Welcome witches and warlocks,
Today I will be reviewing the period horror feature TRENCH 11 by writer/director Leo Scherman. To best describe the story, I will turn to the IMDB plot summary:
"In the final days of WWI a shell-shocked soldier must lead a mission deep beneath the trenches to stop a German plot that could turn the tide of the war."
We start in a narrow, poorly lit room with two soldiers whispering; the moment is tense. There is a real sense of claustrophobia as their faces seem to be illuminated only by a simple cigarette lighter with the darkness encroaching all around. There is little dialogue, little context, but plenty of urgency as they make their move within the tight tunnels. Within moments, everything is plunged into darkness.
I will admit, I was pretty hesitant about this film as it is rare to find a period piece that can also function equally as a horror tale. This opening allayed a lot of my fears from a production standpoint, but I was not entirely convinced just yet. There is a delicate balancing act one must maintain to truly do justice to both the war and horror genre, so I sat waiting to see if this script had the chops to pull off this especially hard magic trick.
About a half an hour in, I began to relax because it became clear that they were not going to just serve one genre over the other. The writers had well fleshed out interactions between our military unit, a top secret mission that they were pressed into service to accomplish, and a mysterious goal that might or might not spell the world’s doom all wrapped up into one tidy package. Add some German soldiers intent upon destroying evidence to the mix and we have a scenario that can nicely play to the strengths of both types of movies.
Of course, things are propelled along by the excellent production values that really emphasize the period setting. As we follow the team of soldiers through the trenches, the lighting is dim making it hard to see where the danger might be coming from. When the enemy begins to rear its ugly head, the effects are all done practically, which adds a real world urgency to the proceedings.

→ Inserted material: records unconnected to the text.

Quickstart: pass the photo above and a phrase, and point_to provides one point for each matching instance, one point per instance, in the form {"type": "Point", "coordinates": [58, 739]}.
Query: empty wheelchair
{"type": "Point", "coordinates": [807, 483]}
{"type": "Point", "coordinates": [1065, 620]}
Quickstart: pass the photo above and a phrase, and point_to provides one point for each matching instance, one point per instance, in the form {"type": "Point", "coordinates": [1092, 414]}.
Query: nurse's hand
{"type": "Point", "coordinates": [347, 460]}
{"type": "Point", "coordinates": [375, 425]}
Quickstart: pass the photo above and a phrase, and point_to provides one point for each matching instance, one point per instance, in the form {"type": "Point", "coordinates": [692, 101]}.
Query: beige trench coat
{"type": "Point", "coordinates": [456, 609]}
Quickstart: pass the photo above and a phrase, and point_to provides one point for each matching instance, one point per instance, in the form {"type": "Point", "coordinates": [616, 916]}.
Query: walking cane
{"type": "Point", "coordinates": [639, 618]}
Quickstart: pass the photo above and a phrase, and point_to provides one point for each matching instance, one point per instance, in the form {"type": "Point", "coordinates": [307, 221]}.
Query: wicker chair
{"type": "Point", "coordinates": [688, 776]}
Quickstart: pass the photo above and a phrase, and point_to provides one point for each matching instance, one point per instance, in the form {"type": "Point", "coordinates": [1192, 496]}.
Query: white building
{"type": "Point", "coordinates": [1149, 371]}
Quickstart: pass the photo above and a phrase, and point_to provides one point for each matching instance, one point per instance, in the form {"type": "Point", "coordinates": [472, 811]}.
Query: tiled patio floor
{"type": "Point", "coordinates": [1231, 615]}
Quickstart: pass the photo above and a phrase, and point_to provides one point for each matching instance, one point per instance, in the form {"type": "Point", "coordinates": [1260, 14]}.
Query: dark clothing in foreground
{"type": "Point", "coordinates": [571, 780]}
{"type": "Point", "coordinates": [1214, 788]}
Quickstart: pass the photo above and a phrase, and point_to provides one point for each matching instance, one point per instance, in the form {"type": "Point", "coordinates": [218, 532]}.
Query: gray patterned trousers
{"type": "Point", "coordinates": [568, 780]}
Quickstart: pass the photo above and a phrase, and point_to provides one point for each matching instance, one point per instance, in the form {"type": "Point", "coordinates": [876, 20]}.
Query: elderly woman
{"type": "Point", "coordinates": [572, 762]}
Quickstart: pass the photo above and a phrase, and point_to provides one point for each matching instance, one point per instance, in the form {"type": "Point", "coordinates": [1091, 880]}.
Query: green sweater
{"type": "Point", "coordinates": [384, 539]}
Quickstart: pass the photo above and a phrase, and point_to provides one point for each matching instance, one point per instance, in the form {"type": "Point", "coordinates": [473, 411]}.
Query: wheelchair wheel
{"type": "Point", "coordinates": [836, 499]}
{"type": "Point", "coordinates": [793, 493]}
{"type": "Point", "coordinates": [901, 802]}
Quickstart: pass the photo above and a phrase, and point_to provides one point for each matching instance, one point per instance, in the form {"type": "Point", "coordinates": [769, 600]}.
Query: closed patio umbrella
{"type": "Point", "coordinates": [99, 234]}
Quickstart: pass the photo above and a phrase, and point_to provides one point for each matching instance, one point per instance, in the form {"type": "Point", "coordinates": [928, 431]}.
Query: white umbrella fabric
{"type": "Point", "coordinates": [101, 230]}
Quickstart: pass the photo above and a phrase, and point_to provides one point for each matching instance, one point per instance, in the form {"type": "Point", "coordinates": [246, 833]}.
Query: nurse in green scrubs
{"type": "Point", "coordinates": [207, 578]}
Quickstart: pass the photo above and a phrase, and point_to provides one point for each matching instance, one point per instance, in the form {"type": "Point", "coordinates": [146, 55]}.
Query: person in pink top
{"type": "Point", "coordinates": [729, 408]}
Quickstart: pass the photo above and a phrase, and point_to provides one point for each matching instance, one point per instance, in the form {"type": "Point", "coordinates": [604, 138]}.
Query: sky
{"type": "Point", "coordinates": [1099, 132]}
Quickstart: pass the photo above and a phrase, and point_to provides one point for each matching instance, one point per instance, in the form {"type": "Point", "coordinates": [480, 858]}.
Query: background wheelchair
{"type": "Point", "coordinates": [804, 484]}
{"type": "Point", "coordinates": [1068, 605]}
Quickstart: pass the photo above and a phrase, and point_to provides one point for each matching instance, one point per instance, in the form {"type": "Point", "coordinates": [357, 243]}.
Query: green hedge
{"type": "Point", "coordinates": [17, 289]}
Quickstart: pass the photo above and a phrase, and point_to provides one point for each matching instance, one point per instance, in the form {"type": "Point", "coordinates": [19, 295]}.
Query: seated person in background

One big thing of note is how the evil is portrayed. Through just a handful of scenes we see the horror of this thing that they are dealing with, but they are not constantly pursued by this opponent. By keeping the adversary always there, but not always attacking the tension is heightened because we are never certain when it could come out from the shadows. It also serves as a way to balance this piece out because the times when the thing is not on screen are loaded with character moments or war time tropes that keep this picture from devolving into a creature feature with a historical backdrop.
These character moments are really sold by the actors in this feature. While some of these moments are a bit stereotypical, they are sold with such sincerity that it is hard not to think of them as believable. While I thought the cast had great chemistry with one another throughout, there are some scenes after our lead military party meets the Germans that were truly fascinating to behold. The three lead actors turned in such solid work that I was actually a little sad that I was only allowed to spend about ninety minutes watching them in action.
Now I realize that I can be a bit of a snob when it comes to musical scores, but I actually enjoyed the soundtrack for this film. This might come as a surprise to those who have seen this movie because the music was anachronistic to the time period. Instead of the plucks of strings or plunks of piano keys backing up the action, we are treated to a primarily synthesized sound that might take some out of the moment. For me, it worked because it kept the tension and forward motion going throughout the short runtime.
If I had to make one suggestion, it would be that there is one small scene that interrupts the action at hand. Early on as our troops are exploring the trench they come across a swath of dead German bodies lying under a tarp. It was a suspenseful moment that was undercut by a scene change to three German officials discussing what was to be done with the thing in the trench. While one could look at this as necessary information, its placement stalled the rising sense of dread and most of what was said was hinted at or repeated later in the picture. This certainly was not a big enough deal to ruin the experience, but I feel like the scene should have either been moved elsewhere or cut entirely.
All in all, this was a tense piece that managed to blend the war and horror movie genres perfectly. The stellar production values were backed up by some star making performances making this a must see. Fans of movies like John Carpenter’s The Thing (1982) or more warlike fare such as The Great Raid (2005) will find this one hard to pass up.